Munich Re had a 5% share of the HUK-Coburg’s outgoing reinsurance bouquet, led by Hannover Re with 40%. (The mutual HUK-Coburg is one of the minority shareholders in Hannover’s E&S subsidiary, which caters for German customers only, so its leading position is no surprise.)

Yet, given the introduction of Solvency II and the need to diversify reinsurance, it seems the decision for the HUK-Coburg management to break with Munich Re – at least for this year – must have been a difficult one.

The decisive point was Munich Re’s price increase. The reinsurer fears that current rates and reserves do not cover medical inflation and general price rises affecting bodily injury claims.

It seems that some European reinsurers sail nicely behind Munich Re. They accept business for moderately increased prices, but don’t earn the anger of their customers the way Munich Re does.

“Their self-esteem borders on arrogance,” says the CEO of a medium-sized German insurer who does not want to be named. He believes that Munich Re will feel the full brunt of customer dissatisfaction in the 2010 renewal. “Everyone agrees that they did a marvellous job coming through the crisis the way they did, but they should not confuse that with appreciation for their stance on the current market situation.”


Inflation was high on the agenda at two recent continental reinsurance meetings. At the Euroforum Reinsurance Summit in Zurich in early May, Scor chief executive Denis Kessler gave a keynote talk on the challenges for insurers and reinsurers, including worldwide deflation. “Its impact is mainly on assets,” he told delegates. “Revenues of insurers and reinsurers are negatively hit, their values are diminishing because of higher corporate spreads, lower stock prices, falling real estate and dislocated markets for structured products.”

But he said the massive printing of money to cure deflation, exploding public debt and the fact that globalisation provided less deflation meant that inflation would reappear as soon as the present crisis was over.

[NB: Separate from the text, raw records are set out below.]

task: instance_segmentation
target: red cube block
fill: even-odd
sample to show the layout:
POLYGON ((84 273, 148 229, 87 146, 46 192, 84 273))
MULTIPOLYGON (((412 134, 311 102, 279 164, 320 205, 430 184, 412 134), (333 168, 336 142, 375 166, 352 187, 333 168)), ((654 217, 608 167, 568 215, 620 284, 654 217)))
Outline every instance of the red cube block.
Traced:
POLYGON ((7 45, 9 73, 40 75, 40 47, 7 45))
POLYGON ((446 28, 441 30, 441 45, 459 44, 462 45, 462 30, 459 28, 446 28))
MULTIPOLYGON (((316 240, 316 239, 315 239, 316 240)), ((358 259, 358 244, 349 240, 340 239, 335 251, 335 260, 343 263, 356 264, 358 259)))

Raw materials prices would rise, and wages would catch up. “Not every reinsurer will be ready to avoid the negative consequences of a resurgent inflation,” he warned. “There will be a depreciation of existing portfolios of bonds with fixed remuneration, due to rising interest rates.” Equity portfolios would depreciate over two to three years and there would be an inflation of property & casualty and health claims.

The reinsurers most likely to be affected were those with long durations on both assets and liabilities. They had to anticipate the risk by integrating potential inflation in pricing and by implementing a contingency strategy – caps or inflation indexed bonds.

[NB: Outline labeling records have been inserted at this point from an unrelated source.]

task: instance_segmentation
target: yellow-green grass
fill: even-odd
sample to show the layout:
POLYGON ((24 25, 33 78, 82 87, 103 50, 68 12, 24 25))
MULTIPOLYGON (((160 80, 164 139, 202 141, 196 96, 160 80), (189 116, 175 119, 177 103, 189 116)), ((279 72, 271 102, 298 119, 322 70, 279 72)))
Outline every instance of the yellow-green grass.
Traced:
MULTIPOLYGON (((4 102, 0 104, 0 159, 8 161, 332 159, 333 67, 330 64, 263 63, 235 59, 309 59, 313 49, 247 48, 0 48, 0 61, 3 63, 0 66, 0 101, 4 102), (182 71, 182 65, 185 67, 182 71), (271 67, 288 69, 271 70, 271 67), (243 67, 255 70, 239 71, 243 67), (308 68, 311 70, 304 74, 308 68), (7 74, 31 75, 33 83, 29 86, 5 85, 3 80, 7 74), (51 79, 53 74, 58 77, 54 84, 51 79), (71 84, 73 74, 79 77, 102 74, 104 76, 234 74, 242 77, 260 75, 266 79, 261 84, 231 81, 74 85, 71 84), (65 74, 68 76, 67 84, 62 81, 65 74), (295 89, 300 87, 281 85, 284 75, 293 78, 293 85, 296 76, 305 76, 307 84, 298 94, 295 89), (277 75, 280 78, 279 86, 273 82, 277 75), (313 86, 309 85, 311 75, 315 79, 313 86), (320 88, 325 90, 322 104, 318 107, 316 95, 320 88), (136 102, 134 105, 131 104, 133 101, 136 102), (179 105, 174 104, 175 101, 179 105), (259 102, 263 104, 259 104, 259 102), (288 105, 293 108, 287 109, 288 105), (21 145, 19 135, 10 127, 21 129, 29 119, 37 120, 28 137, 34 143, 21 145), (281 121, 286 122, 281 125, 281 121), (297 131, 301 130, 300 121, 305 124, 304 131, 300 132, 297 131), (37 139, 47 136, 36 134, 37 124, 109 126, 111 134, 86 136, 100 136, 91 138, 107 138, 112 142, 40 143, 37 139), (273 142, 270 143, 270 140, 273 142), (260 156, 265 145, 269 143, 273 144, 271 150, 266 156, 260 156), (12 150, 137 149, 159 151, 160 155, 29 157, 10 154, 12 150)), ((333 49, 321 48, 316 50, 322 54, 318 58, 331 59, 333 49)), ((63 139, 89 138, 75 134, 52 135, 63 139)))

Inflation was also discussed at the annual reinsurance symposium of the Cologne University of Applied Sciences in May. “If we see an inflation, reserves lose value while claims costs rise,” said Manfred Seitz, chief executive Europe of Berkshire Hathaway.

Markus Hofmann, a board member of Axa Versicherung, said that inflation of 10% or more “could mean the next crisis for insurers”.

So, Munich Re has good cause to ask for more money. But perhaps the market leader needs a refresher course in customer relations to get the message across properly.